I'd say the most famous Glasgow comedian would be Billy Connolly
That was the joke
3min? now I understand my x-wife
Class 🏴
The difference between someone from Edinburgh and Glasgow is in Glasgow they say oh you’re staying for your tea and in Edinburgh they will say oh you’ll have had your tea And I’m from emmbra 🏴🏴🏴🏴🏴🏴🏴
I've never heard anyone say "you'll have had" yer anything. Sounds like something from the pride of miss Jean brodie or something, proper twee
@@ROFT well let me educate you I’m seventy six. And I heard this be for you were knee high to a grass hopper have you ever heard a Scotsman say here let me buy that for you It’s my treat
@@ROFT so if that is the case I’ve heard more sayings than you stands to reason I sill remember the first gas meter televisions and the gas cell phones they were great until the gas run out usually during a phone call then you had to put a wee bottle of gas in and it was a bastard to lite the pilot light then the braille family televisions where the whole family had to sit there with all hands on the braille screen and showtime u)8
@stephenswistchew7720 an old couple neighbour when I was a wee boy had this thing on their black and white TV. It was a transparent plastic sheet with blue at the top and green at the bottom. It was to make the sky blue and the grass green when there was a landscape.

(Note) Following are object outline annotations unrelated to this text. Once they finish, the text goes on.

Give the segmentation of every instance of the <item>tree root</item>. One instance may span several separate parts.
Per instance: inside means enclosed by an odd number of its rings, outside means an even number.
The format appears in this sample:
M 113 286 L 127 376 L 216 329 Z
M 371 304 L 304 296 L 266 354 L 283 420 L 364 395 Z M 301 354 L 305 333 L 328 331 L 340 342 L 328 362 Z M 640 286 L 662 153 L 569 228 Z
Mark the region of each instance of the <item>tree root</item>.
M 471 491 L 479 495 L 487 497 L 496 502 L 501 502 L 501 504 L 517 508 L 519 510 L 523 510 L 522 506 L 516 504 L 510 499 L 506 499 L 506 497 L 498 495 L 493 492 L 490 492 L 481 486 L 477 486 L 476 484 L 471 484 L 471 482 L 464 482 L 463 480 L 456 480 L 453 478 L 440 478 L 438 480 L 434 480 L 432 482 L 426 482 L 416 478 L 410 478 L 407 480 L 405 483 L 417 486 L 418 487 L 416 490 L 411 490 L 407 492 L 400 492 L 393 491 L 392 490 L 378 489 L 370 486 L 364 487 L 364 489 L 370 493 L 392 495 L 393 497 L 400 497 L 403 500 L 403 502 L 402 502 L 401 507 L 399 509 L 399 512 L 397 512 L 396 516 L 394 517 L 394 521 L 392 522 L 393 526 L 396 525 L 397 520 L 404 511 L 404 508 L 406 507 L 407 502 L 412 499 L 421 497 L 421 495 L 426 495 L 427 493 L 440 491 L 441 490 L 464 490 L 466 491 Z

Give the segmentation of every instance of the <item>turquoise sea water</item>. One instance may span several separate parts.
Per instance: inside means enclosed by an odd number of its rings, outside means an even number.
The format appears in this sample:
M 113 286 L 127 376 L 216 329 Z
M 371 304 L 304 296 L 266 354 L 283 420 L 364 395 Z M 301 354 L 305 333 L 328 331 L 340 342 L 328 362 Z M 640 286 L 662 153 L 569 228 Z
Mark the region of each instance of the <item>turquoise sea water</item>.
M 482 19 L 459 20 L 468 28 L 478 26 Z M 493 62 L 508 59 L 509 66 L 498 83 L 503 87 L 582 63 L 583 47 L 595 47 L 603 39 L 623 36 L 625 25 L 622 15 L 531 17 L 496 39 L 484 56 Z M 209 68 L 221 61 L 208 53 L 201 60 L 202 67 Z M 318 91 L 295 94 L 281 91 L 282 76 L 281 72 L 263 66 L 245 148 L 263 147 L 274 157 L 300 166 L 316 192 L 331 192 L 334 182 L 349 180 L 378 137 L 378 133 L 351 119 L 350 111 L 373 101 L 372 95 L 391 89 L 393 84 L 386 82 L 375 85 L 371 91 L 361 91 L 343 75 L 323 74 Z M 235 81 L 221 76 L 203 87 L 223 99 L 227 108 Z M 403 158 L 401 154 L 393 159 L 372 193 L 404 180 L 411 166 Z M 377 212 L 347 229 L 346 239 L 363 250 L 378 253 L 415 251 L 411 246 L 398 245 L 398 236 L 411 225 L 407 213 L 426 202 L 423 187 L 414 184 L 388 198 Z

For some reason I could not finish my wee story but the whole blind family would all put their hands on the screen and tell the rest what they were feeling with the dots on the screen it was hilarious some times when they wear watching bird flocks on the television And would read thier fingers to the bone and radio for the deaf never took off
Weirdly enough, his jeans DO look like tracksuit pants. LOL
Don't you mean Mr kev.i.en 😂😂
What accents do the Family Ness have?
They were the first Scottish accents I heard!
The Glaswegians that talk through their nose are showing off because they are part of the small percentage that hasn’t had it broken multiple times and can still breathe through it
Hilarious.
Wait, does that mean that Joe Hendry really talks like that? And that he's not just doing a weird inflection to sound more posh or whatever he's doing?
How do u get I might out with you, you legend
I'm English,is there a big difference between Glasgow accent and Edinburgh accent
Love Larry but what happened his hair
Hair grows hun, look it up
Excuse you Larry, Billy Connolly is the most famous Weegan Comedian
What a strange audience!
You mentioned Glaswegian comedians WITHOUT mentioning the Big Yin?? Shame on you sir :(
And Limmy, too
@@KeijiHereMan Nobody knows who Limmy is compared to Kevin Bridges and Billy Connolly. Frankie Boyle has a far wider audience than the weird Limmy, if we're talking exposure and Glasgow comedians.
Funny but sound nothing like an Edinburgh accent lol poor show
As a Scotsman I actually found this funny. I know comedy is subjective, it I can’t stand Kevin Beidges. Just that voice.
A little more work and he'd make a name for himself. Decent act though.